Ontkerkelijking

Eén van de belangrijkste sociaal-maatschappelijke ontwikkelingen in het naoorlogse Nederland was ontkerkelijking. Met de term ontkerkelijking wordt bedoeld dat steeds minder mensen willen worden aangeduid als lid van een kerkgenootschap. Tot en met de jaren '50 noemde driekwart van de Nederlandse bevolking zich nog lid van een kerkgenootschap. In de loop van de jaren '60 begon dat te veranderen. De welvaart en het opleidingsniveau stegen, de verzorgingsstaat werd uitgebouwd en de televisie deed haar intrede in de huiskamer. Als gevolg hiervan begonnen mensen open te staan voor nieuwe ideeën. Dit luidde een periode van ontkerkelijking in. Er ontstonden moderne levensopvattingen die los stonden van of zelfs indruisten tegen die van de kerk. De kerk begon de grip op haar leden en daarmee ook haar grip op de maatschappij te verliezen. Nieuwe instituties namen de rol van de kerk over op een groot aantal maatschappelijke gebieden zoals de armenzorg en het verenigingsleven.

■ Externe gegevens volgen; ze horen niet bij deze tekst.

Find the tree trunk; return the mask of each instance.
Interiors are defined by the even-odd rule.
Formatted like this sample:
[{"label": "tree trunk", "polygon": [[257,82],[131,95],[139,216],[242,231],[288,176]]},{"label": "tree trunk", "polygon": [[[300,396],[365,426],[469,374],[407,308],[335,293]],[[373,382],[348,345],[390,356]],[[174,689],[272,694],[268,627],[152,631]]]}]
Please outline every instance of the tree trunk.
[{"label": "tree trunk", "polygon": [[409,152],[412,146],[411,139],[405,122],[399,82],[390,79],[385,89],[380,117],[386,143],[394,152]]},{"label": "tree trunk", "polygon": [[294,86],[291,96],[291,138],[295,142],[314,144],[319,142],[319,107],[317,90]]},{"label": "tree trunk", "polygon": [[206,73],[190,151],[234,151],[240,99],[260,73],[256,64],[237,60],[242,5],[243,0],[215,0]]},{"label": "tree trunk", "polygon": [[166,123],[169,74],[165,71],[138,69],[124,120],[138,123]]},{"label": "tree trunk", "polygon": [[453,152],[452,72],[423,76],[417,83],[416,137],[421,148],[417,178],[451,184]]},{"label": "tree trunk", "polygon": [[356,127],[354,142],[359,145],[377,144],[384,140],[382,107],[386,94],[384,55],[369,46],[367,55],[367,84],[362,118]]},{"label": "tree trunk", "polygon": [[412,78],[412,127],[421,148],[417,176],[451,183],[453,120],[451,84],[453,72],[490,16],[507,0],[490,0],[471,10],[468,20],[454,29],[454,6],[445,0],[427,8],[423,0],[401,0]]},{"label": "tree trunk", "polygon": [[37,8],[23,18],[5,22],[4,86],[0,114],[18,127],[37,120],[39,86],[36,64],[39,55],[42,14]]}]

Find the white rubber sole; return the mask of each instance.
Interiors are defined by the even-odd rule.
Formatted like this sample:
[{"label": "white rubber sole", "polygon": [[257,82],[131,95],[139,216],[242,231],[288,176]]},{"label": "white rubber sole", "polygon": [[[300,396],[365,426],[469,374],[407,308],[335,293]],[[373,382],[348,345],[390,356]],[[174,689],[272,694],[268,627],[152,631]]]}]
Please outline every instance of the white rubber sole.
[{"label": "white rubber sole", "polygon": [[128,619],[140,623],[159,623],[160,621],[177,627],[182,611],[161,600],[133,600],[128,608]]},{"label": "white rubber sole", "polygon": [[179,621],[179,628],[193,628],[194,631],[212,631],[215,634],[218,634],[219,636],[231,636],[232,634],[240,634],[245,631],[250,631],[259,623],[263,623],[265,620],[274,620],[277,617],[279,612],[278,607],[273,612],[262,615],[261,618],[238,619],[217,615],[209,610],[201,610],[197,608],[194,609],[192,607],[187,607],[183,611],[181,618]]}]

In 1958 rekende 77% van de bevolking zich tot een kerkgenootschap. Anno 1980 gold dit nog voor de helft en in 2012 voor nog maar 30% van de Nederlanders. Halverwege de jaren tachtig bezocht 17% van de bevolking elke week een kerk, inmiddels geldt dat nog maar voor 10%. Deze trend van ontkerkelijking liep parallel met de opkomst van het individualisme. Tegenwoordig is er -volgens de onderzoekers van het SCP - nog wel sprake van spiritueel zoekgedrag onder Nederlanders. Veel mensen hebben geen zin meer in 'het christelijke totaalpakket'. In plaats daarvan sprokkelt iedereen zijn eigen geloofspakket bij elkaar. Negen op de tien Nederlanders gelooft in 'zelfspiritualiteit', een overtuiging die stelt dat de zin van het leven ligt in de ontdekking van 'je ware ik, je authentieke zelf'. Religie wordt tegenwoordig meer gezien als persoonlijke spiritualiteit dan als kerkelijkheid. Hoewel de kerkelijkheid terugloopt, stijgt bijvoorbeeld wel het aantal mensen dat in wonderen gelooft van 31 % in 1991 naar 43% in 2004. Kortom, ontkerkelijking hoeft niet per se te betekenen dat het geloof verdwijnt, maar wel dat zij een andere, individualistischere vorm aanneemt.

Bronnen:

http://www.scp.nl/
http://www.levensloopbrabant.nl/
http://www.rkk.nl/
http://vorige.nrc.nl/

Herbestemming religieus erfgoed

Als gevolg van de ontkerkelijking zullen in de komende tien jaar minstens 1000 van de 4200 kerkgebouwen en ongeveer 120 kloosters die momenteel nog in gebruik zijn worden gesloten. Veel van deze kerkgebouwen en kloosters worden beschouwd als religieus erfgoed waardoor herbestemming een gevoelig onderwerp is. Onder religieus erfgoed vallen alle religieuze overblijfselen waarvan de samenleving niet wil dat ze verloren gaan. Religieus erfgoed beschikt dus niet altijd over een monumentale status. Om een herbestemming te vinden moet zowel de kerk als de samenleving instemming geven. Buiten de kerken ontstaan vaak wel nieuwe initiatieven voor herbestemming van het religieus erfgoed, maar de kerken zelf doen weinig moeite om te participeren in het herbestemmingsproces. Tevens voelt de overheid zich weinig verantwoordelijk voor de herbestemming van religieus erfgoed. Zij beroept zich op haar seculariteit, de politieke scheiding tussen kerk en staat.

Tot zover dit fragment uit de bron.